We wandered back inside for the next act, Montreal’s Besnard Lakes, whom I’d seen at the loathsomely trendy Cargo back in March, but enjoyed nonetheless. Once again, it was a similar set, played with great power and a swirling drone. Jace’s falsetto took some getting used to for those audience members who were unfamiliar with the band, and a couple of drunks seemed to take pleasure in random heckling. But mighty openers Like The Ocean, Like The Innocent and Devastation made most of the audience stare at them with bemused curiosity. Their sound was quite different to most of what had gone on at the festival, but the reception was generally positive – Astral’s not a fan, but liked hearing them in the festival environment. The rest of the set comprised familiar songs from the last two albums, but played with verve – Glass Printer, Albatross, And This Is What We Call Progress, Disaster and And You Lied To Me. They’re a fine live band, but it’s difficult to know in what direction they’ll head off to in order to give themselves a wider musical panorama. We shall see.
Back on the big outdoor stage, Low Anthem came on to some applause, but I wondered whether or not their sound was too delicate for such an environment. My worries grew as they gathered round a front-of-monitors mic to sing the opener accompanied only by a clarinet, but the audience was surprisingly amenable to something quieter and received them well. The next song, To The Ghosts Who Write History Books, was pretty too, but things warmed up with a fine rolling version of the Rev Gary Davis’s Sally Where Do You Get Your Liquor From? followed by a rocking rendition of Tom Waits’s Kerouac-inspired Home I’ll Never Be. They’re a very competent bunch, despite looking like extras from a photo shoot for an album by The Band, and swap instruments effortlessly. After Cage The Songbird, they resumed their places around the mic front of stage for I’ll Take Out Your Ashes, at which point the mic and PA packed up. They looked at each other and decided to play unamplified, which was very cool for those of us near the front, but must have been baffling for those at the back of the field. Still without amplification, they then sang a fine version of The Band’s Evangeline. As the PA crackled back to life, they took up their instruments again and roared through a great version of Ramblin’ Jack Elliott’s Cigarettes Whiskey And Wild Wild Women.
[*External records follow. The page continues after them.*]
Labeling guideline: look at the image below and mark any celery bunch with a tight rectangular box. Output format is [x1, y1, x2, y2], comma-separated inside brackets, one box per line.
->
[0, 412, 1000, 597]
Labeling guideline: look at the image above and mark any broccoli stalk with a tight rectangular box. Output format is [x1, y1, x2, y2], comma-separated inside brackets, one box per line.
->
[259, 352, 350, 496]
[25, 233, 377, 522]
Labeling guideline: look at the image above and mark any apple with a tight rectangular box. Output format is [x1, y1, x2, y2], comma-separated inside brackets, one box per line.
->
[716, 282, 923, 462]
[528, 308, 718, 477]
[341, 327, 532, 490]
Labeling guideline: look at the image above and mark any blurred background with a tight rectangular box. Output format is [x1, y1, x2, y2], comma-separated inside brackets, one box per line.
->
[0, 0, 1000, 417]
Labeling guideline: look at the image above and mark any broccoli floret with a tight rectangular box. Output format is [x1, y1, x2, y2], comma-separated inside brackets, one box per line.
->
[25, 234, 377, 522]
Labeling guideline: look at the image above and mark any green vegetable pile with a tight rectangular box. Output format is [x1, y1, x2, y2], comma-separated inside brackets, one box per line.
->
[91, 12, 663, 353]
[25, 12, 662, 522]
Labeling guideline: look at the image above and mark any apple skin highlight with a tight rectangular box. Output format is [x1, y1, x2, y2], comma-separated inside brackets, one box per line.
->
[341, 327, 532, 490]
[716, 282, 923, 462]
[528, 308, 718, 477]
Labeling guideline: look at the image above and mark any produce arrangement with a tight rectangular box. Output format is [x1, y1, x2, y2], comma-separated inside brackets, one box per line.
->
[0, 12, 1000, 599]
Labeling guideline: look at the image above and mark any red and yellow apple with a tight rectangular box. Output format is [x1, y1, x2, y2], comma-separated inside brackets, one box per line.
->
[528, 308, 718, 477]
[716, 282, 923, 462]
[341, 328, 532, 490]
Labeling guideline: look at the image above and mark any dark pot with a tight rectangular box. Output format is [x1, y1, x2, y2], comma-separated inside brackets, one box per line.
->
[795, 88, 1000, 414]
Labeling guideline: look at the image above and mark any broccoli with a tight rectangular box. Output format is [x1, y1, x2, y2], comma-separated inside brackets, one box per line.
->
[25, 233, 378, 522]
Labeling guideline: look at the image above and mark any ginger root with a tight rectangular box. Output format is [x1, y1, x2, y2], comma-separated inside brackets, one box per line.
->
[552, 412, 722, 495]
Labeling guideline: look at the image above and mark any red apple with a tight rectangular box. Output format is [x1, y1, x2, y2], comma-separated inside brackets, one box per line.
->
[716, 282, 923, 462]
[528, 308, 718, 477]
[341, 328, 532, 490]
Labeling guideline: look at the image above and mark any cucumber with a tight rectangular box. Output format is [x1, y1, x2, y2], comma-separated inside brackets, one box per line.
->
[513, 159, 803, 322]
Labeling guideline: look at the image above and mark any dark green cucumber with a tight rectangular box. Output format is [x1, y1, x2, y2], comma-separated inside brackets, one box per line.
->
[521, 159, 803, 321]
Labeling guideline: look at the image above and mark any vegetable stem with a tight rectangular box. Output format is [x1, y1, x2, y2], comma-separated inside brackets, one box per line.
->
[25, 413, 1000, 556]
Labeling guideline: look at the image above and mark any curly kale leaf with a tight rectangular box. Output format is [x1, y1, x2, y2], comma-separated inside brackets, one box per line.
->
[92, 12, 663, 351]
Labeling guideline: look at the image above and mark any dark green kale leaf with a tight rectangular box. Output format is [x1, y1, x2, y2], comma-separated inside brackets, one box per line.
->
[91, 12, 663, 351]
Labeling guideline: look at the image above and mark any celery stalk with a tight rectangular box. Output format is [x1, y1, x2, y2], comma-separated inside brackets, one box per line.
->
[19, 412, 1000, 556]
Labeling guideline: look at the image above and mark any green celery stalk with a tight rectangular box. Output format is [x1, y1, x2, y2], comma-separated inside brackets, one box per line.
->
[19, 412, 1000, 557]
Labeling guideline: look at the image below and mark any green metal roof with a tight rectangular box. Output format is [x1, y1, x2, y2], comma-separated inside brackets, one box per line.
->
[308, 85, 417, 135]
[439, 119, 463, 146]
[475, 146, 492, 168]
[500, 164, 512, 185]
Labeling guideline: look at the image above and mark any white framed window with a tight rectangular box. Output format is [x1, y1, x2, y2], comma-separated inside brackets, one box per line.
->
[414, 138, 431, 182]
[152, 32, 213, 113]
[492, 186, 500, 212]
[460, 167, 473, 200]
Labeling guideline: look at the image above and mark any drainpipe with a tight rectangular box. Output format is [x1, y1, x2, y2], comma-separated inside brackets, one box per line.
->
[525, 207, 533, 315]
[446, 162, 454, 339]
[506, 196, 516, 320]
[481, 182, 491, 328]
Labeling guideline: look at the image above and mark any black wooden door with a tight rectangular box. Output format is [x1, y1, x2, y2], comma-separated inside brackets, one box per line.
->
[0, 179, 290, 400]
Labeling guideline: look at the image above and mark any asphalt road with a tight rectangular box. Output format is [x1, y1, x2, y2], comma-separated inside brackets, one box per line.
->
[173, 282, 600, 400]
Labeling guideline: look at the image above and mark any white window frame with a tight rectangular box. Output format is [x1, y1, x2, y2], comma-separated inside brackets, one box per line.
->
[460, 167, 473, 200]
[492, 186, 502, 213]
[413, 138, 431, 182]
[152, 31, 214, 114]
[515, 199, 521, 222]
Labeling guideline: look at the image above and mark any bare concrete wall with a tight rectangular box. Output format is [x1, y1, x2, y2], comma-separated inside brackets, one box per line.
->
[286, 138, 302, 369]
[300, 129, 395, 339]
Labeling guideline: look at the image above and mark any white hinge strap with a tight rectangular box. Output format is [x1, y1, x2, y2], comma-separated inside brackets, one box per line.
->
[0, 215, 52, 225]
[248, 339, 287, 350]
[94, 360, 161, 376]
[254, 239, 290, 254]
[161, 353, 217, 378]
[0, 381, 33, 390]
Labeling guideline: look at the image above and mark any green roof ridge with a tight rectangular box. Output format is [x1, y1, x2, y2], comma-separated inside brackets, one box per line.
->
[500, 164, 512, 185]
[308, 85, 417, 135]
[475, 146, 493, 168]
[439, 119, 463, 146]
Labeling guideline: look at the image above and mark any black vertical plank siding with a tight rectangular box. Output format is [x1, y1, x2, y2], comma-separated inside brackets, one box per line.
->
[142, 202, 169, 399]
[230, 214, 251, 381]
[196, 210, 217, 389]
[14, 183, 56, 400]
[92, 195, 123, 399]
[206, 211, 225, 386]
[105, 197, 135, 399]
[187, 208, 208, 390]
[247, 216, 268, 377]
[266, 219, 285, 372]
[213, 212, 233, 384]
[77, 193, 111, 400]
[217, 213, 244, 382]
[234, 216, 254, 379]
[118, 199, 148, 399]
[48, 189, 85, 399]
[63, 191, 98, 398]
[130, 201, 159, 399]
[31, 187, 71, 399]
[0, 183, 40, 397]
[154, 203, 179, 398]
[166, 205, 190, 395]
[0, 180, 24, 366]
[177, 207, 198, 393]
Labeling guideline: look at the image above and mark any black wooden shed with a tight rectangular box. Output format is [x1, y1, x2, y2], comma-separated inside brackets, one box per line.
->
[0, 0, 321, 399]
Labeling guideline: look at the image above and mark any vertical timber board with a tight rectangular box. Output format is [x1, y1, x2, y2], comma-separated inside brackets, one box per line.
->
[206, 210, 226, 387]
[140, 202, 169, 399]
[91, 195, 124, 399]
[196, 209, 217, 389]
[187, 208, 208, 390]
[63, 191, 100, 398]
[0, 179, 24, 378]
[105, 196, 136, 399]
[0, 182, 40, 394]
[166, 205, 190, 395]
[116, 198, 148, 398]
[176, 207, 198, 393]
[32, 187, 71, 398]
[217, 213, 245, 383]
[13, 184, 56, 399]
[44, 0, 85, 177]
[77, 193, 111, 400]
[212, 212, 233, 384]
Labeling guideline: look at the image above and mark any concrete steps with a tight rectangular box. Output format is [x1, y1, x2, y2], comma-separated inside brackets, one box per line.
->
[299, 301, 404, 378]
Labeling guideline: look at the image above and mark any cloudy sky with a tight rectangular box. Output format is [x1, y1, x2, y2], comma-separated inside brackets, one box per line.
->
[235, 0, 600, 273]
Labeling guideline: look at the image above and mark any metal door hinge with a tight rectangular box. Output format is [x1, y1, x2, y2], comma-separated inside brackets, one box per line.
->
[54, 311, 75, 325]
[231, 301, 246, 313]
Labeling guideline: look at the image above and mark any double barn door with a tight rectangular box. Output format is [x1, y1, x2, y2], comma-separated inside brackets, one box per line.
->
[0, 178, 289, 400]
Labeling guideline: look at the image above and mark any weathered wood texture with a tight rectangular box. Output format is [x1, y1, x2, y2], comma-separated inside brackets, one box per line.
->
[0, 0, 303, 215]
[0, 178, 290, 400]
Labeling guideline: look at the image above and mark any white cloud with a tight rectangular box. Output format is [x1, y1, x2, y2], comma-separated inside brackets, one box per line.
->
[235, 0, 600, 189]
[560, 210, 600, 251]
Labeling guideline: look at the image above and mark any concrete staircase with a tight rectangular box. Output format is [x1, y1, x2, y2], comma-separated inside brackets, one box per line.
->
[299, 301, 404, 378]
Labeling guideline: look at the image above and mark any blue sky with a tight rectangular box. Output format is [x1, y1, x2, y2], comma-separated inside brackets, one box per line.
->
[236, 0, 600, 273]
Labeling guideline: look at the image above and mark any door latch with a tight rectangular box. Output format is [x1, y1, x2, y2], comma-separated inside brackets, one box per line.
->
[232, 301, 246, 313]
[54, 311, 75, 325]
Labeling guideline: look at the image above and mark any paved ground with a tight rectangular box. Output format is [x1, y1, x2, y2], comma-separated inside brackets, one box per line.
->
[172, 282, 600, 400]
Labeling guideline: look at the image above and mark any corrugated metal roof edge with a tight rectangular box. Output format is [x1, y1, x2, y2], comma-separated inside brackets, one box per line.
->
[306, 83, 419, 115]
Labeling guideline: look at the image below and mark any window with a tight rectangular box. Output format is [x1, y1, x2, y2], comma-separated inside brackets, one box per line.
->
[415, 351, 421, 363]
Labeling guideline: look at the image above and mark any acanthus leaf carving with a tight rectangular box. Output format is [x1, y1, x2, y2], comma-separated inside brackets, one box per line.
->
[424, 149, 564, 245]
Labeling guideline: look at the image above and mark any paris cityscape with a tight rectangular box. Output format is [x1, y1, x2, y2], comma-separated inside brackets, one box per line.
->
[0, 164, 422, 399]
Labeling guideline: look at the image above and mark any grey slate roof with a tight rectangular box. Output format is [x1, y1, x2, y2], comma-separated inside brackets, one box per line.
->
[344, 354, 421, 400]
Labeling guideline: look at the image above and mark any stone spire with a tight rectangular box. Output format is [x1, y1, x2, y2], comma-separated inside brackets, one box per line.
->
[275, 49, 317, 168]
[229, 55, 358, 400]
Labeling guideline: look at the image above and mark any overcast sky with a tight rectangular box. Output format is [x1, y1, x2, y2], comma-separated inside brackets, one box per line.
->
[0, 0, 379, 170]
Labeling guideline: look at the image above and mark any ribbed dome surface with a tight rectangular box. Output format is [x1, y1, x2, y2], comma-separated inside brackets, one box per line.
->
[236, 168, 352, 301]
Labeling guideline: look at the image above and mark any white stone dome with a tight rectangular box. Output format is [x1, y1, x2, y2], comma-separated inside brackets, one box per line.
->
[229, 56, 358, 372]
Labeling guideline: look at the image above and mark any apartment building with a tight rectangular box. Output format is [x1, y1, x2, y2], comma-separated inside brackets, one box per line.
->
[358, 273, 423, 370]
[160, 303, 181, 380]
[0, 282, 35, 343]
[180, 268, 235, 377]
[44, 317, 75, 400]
The next two songs, This God Damn House and Ticket Taker, were back to the softer stuff. It’s all done very well, but to my ears, the Fleet Foxes-style ethereal songs are attractive, but I’m not sure that the content is strong enough to hold up the structure. They finished with a good one, though – prison number The Old Triangle (The Banks Of The Royal Canal) by Brendan Behan, taken from his play The Quare Fellow:
Oh, a hungry feeling came o’er me stealing.
And the mice were squealing in my prison cell,
And that old triangle
Went jingle jangle,
Along the banks of the Royal Canal.
To begin the morning
,
The warder bawling,
Get out of bed and clean up your cell,
And that old triangle
Went jingle jangle,
Along the banks of the Royal Canal.
Our own hungry feeling came over us and three of us left the festival to have a fabulous veggie curry buffet at Shivalli while Humungous enjoyed the dubious pleasures of the DJ tent. Eventually, we gathered together again for a last goodbye to the festival and an enjoyable weekend.